In dieser Perspektive gewinnt die heutige Zeit ein stilles, aber starkes Gewicht. Was jetzt als „Gemeindezeit“ erlebt wird, ist Vorbereitungszeit für Braut und Mitregenten. Der Heilige Geist wirkt durch die Jahrhunderte hindurch, um eine Braut hervorzubringen, die nicht nur äußerlich organisiert, sondern innerlich gereift ist, die als Leib Christi zusammengefügt und als Braut Christi geschmückt ist. Darum ist geistliches Wachstum nie nur privates Vorankommen, sondern Teil einer viel größeren Bewegung auf die Hochzeit des Lammes hin. Wer in diesem Licht auf sein Leben schaut, sieht nicht nur Kämpfe, Brüche und Verzögerungen, sondern auch eine leise, beharrliche Linie der Treue Gottes, der sein Werk nicht abbricht, bevor die Braut bereit ist.
Diese Sicht will Hoffnung wecken. Die Zukunft der Welt endet nicht in der Dunkelheit des Gerichts, sondern in der Freude eines Hochzeitsfestes und in einer gerechten, heilsamen Herrschaft Christi.
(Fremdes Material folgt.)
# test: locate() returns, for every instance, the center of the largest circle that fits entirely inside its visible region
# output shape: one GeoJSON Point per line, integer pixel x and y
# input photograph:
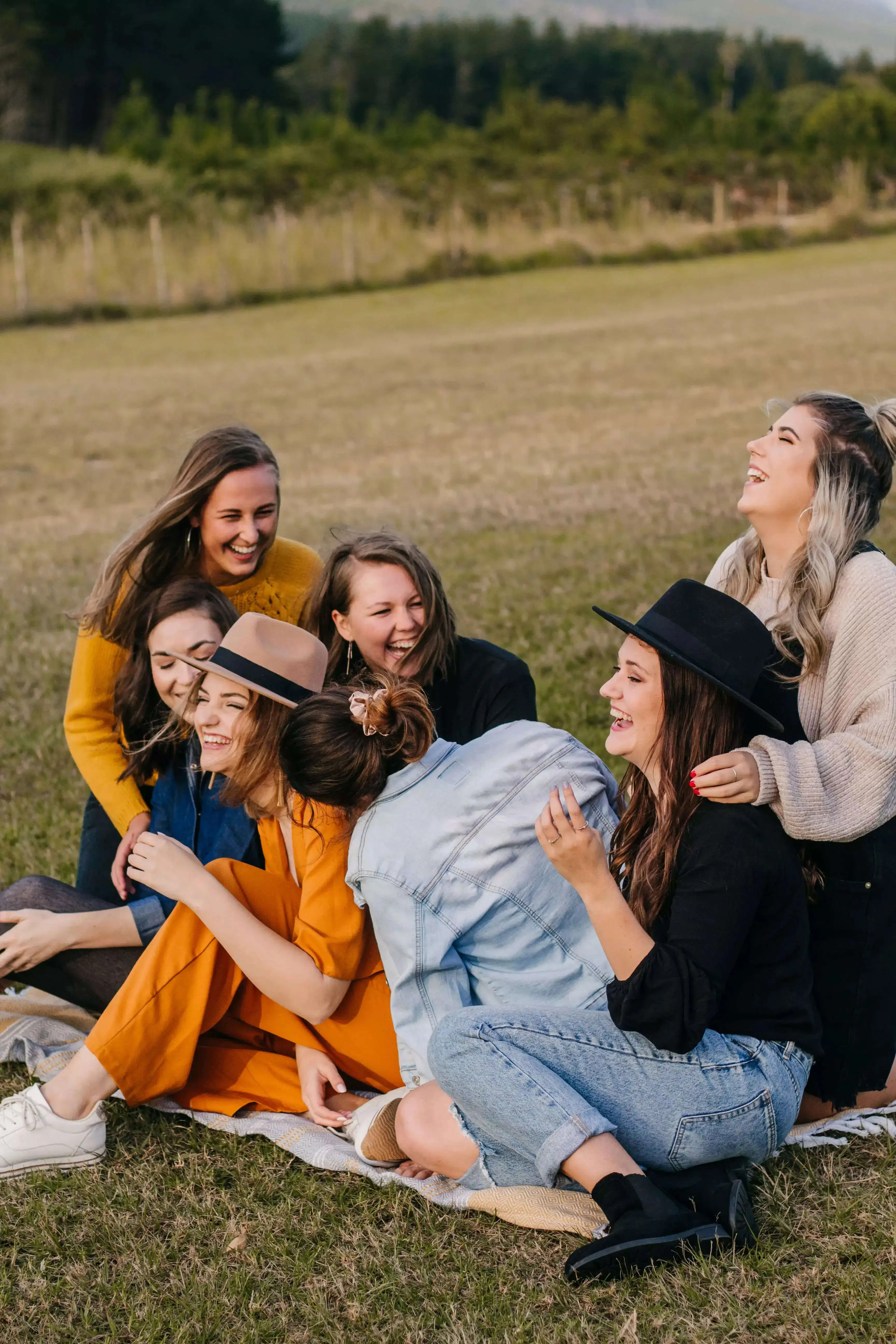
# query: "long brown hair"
{"type": "Point", "coordinates": [699, 721]}
{"type": "Point", "coordinates": [151, 734]}
{"type": "Point", "coordinates": [334, 593]}
{"type": "Point", "coordinates": [164, 546]}
{"type": "Point", "coordinates": [853, 472]}
{"type": "Point", "coordinates": [330, 759]}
Das Wissen, dass unsere Tage in diese Geschichte eingewoben sind, gibt auch müden Schritten Sinn. Selbst wenn vieles unvollendet bleibt, trägt Christus das Versprechen in sich, seine Braut vollendet vor sich zu stellen. Wer sich heute an dieser Hoffnung festmacht, darf gelassener mit der eigenen Unreife umgehen und zugleich mutiger in kleinen Schritten der Überwindung leben. Das kommende Hochzeitsfest ist keine Vertröstung, sondern ein Ziel, das das Heute erhellt: Die Liebe, die uns dort in vollkommener Gemeinschaft begegnen wird, begleitet und formt uns schon jetzt.
Relevante Schriftstellen: Offb. 19:1-10, Offb. 17:1-6, 1.Thes. 4:15-17, Offb. 20:4-6, Matt. 26:29, 2.Pet. 3:8.
Diese Wahrheit ermutigt dazu, vor dem Herrn still zu werden und neu zu sehen, wie Sein Leben Denken, Fühlen und Handeln von innen her prägt.
Herr Jesus Christus, du Lamm Gottes und kommender Bräutigam, danke, dass du nicht nur unsere Sünde getragen hast, sondern uns als deine geliebte Braut gewinnen willst. Richte unseren Blick weg von religiöser Verwirrung hin zu dir allein, damit wir innerlich bei dir sind, auch wenn um uns vieles unklar bleibt. Stärke in uns das Vertrauen, dass deine Gerechtigkeit uns vollkommen kleidet und dass dein Geist unser zweites Gewand bereitet, indem du unseren Alltag verwandelst. Lass dein leises Wirken in uns stärker sein als jede Stimme der Angst oder des Vergleichens, und erfülle uns mit der lebendigen Hoffnung auf das Hochzeitsfest des Lammes und die kommende Herrschaft mit dir. Bewahre uns als Teil deiner Braut, bis du kommst, und erfülle uns schon jetzt mit der Freude deiner bevorstehenden Hochzeit. Amen.